Stafford debate continues on schools’ cellphone policy
Teacher opposition may spell defeat for more liberal cellphone restrictions in Stafford schools.
At the same time, administrators continue to support the change as a way of bringing the schools into the 21st century.
A majority of respondents to a survey sent out to Stafford’s middle and high school staff opposed allowing students to use their cellphones between classes and during lunch. That opposition wasn’t as strong, however, when it came to allowing students to use the devices before and after school. Almost 80 percent of the survey respondents were teachers.
A committee of administrators recommended the changes that would allow middle and high school students to use their cell phones in the halls or cafeterias. Filming or taking photographs would still be prohibited, but the students could now call, text or access the Internet at lunch or in between classes.

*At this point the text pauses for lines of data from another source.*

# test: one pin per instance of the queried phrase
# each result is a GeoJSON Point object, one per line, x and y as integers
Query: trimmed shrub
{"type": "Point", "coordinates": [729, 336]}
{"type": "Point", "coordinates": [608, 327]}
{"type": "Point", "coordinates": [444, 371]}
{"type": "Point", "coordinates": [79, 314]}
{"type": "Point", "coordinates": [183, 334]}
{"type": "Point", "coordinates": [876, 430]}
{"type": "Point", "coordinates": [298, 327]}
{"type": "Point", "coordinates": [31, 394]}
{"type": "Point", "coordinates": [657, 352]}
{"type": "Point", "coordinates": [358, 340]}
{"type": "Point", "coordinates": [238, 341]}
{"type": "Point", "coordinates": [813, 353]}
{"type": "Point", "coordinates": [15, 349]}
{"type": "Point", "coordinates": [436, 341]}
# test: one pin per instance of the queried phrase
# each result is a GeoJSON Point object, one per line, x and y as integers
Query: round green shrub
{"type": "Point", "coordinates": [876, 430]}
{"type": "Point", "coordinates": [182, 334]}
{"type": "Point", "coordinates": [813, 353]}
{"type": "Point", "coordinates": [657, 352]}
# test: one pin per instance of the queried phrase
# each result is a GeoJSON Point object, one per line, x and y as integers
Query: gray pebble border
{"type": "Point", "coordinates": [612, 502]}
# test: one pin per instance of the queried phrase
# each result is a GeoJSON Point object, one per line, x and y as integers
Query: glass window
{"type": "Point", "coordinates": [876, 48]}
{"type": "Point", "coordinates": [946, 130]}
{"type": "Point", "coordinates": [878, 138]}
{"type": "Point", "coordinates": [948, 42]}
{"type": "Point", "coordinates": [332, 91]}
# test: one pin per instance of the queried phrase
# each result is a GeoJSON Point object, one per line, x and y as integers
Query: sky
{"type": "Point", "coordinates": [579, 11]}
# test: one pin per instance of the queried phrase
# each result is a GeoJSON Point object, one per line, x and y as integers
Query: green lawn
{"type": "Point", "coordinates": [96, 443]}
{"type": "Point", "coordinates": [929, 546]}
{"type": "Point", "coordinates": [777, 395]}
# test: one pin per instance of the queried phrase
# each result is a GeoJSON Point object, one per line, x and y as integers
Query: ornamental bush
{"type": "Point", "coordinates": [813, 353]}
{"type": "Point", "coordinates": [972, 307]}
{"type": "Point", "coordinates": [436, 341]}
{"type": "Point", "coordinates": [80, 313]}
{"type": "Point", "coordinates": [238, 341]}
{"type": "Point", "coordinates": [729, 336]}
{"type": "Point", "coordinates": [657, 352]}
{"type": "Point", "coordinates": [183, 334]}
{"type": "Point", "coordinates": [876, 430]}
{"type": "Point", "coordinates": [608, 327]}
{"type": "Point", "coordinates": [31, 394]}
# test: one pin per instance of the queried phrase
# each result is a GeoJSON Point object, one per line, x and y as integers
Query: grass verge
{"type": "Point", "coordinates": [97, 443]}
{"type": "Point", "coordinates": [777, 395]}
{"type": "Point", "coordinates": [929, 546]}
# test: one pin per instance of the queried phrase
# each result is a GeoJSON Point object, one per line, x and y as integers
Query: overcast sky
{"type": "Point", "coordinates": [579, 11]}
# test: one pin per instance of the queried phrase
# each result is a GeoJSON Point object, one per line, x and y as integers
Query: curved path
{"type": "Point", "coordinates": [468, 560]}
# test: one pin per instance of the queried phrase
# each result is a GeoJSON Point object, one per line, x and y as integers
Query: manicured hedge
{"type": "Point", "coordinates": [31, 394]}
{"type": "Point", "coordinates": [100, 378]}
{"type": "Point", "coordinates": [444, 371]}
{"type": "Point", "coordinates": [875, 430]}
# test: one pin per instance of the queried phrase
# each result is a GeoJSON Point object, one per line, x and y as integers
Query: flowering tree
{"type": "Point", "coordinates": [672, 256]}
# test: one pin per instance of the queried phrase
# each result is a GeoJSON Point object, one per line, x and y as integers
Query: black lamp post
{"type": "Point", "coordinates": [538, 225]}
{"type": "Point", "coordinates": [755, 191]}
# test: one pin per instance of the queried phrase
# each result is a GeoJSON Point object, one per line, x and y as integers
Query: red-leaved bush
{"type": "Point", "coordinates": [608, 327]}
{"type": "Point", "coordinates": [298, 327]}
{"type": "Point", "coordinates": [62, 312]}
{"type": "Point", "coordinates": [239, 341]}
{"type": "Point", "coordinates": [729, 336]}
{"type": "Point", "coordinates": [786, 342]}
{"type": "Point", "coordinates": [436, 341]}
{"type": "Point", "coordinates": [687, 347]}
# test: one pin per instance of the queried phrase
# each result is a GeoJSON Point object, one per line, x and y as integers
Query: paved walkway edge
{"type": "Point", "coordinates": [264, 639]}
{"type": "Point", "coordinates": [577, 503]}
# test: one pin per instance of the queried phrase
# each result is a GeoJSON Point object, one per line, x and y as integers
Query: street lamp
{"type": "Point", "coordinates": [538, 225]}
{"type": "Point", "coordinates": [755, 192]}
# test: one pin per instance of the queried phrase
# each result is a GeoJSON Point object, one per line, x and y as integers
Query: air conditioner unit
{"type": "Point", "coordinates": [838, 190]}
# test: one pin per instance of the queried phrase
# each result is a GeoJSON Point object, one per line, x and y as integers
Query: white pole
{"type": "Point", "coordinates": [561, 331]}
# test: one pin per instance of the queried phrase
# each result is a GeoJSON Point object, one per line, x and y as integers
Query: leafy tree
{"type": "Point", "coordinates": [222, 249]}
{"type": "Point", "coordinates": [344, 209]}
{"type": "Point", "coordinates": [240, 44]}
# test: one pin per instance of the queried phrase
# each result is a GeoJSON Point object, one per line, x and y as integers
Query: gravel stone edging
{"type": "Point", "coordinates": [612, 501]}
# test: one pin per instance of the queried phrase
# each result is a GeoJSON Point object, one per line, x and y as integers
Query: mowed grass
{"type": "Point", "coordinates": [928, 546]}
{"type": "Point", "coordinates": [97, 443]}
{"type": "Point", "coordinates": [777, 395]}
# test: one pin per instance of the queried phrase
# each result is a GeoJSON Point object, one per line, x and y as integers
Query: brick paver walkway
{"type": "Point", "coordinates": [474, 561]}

Staff permission would still be required for students to use the devices in the classroom.
Currently, students are only able to possess cell phones during school hours, but can’t display the phones unless they are given permission.
After receiving the survey data at their Tuesday meeting, School Board members were hesitant to adopt the new rules.
“I’m just worried that the proposed changes right now are a step too far. It’s difficult for parents and teachers frankly to accept students having that much usage,” School Board member Scott Hirons said.
School Board member Dewayne McOsker agreed.
“For seven hours a day, can the kids just stay in school and not use social media? I’m old school … I think we can work on the policy,” McOsker said.
A majority of survey respondents, 63 percent, strongly disagreed with allowing students to use personal cell phones between classes. Almost 50 percent of respondents disagreed with the allowance during lunch. Respondents were split almost evenly for allowing devices before school, but a majority supported cell phone use after school.
“The data doesn’t say definitively that every one is against,” School Board member Patricia Healy said. “If all of our high school principals are jointly recommending something, then I’m very hesitant to not take that recommendation. It’s a different world.”
A majority of respondents said that students occasionally use personally electronic devices in the classroom, as opposed to frequently or very frequently.
“After 9/11 and Columbine, I supported the use of cell phones. It just seems that our young people are obsessed with this technology to the point where it is a distraction from their education,” School Board member Dana Reinboldt said.
Several administrators who spoke in favor of the changes at the Tuesday board meeting laid bare the split between administrators and teachers on the issue.
James Stemple, the principal at Mountain View High School, said that he would have to begin enlisting teachers to patrol the hallways to enforce what he deemed an unenforceable rule.
“This rule in this century just does not make sense,” Stemple said.
Stemple also pointed to the school’s strategic plan, which has 21st century skills as one priority for students.
“My life is in this [cell phone]. This is who we are now. If we don’t allow our students to be able to be part of the 21st century communication, I feel that we are doing them a disservice,” School Board Chair Nanette Kidby said.
The changes would be more relaxed than cell phone policies of school systems that Stafford compares itself to. Albemarle, Chesterfield, Henrico and Spotsylvania schools don’t allow students to communicate on their phones during school hours. Others like Fauquier and Loudoun leaves definitions and authorizations up to principals.
Healy recommended a one-year pilot program for the high schools, which the board will consider again at its next meeting.
There did seem to be unanimous support among the board for a smaller change: reducing the penalty for the current rules. If a student’s cell phone is seen, that student can be punished with a minimum of a suspension of 10 days or less or a maximum for explusion. That can affect acceptance into honor societies. With the changes, the penalty for a first-time offender would just be a warning.
A total of 534 people responded to the survey out of the 1,600 employees at Stafford’s secondary schools. The anonymous survey will continue to be active for another couple of weeks to allow the remaining 1,066 people to respond, school staff said.